Tous ces déplacements à l’intérieur du pays et à travers le pays, qu’ils soient contraints (du fait d’un conflit ou de persécutions) ou qu’il s’agisse de migration, ont plus de points communs que de différences sur le plan des coûts : depuis les épreuves subies par ceux qui tentent de partir jusqu’aux espoirs et aux rêves brisés, en passant par les risques d’exploitation physique, sexuelle et psychologique, sans oublier les traumatismes, la maladie et la mort.
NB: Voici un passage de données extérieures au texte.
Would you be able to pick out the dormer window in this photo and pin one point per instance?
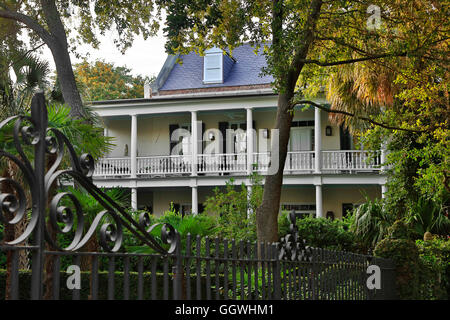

Ces points communs s’étendent aussi aux solutions : investissements dans les pays et les régions, afin de multiplier les opportunités économiques et sociales pour assurer le bien-être des communautés locales, notamment de la jeunesse, et efforts pour renforcer les compétences et les aptitudes afin de sécuriser et de faciliter les migrations en atténuant les vulnérabilités.

Le cas particulier de Djibouti — un exemple parmi tant d’autres — met donc en évidence la convergence, voire la fusion, avec le temps, entre déplacements forcés et migration. Les réfugiés et les migrants sont poussés par les mêmes motifs et suivent les mêmes itinéraires, les personnes venues du camp d’Ali-Addeh devenant des migrants économiques en quittant Djibouti, leur premier pays d’asile.

Ces faits, tirés du terrain, exigent que l’on prenne le temps de réfléchir à des solutions durables qui reposent sur une collaboration resserrée entre partenaires de développement, organisations humanitaires, gouvernements nationaux et organisations régionales.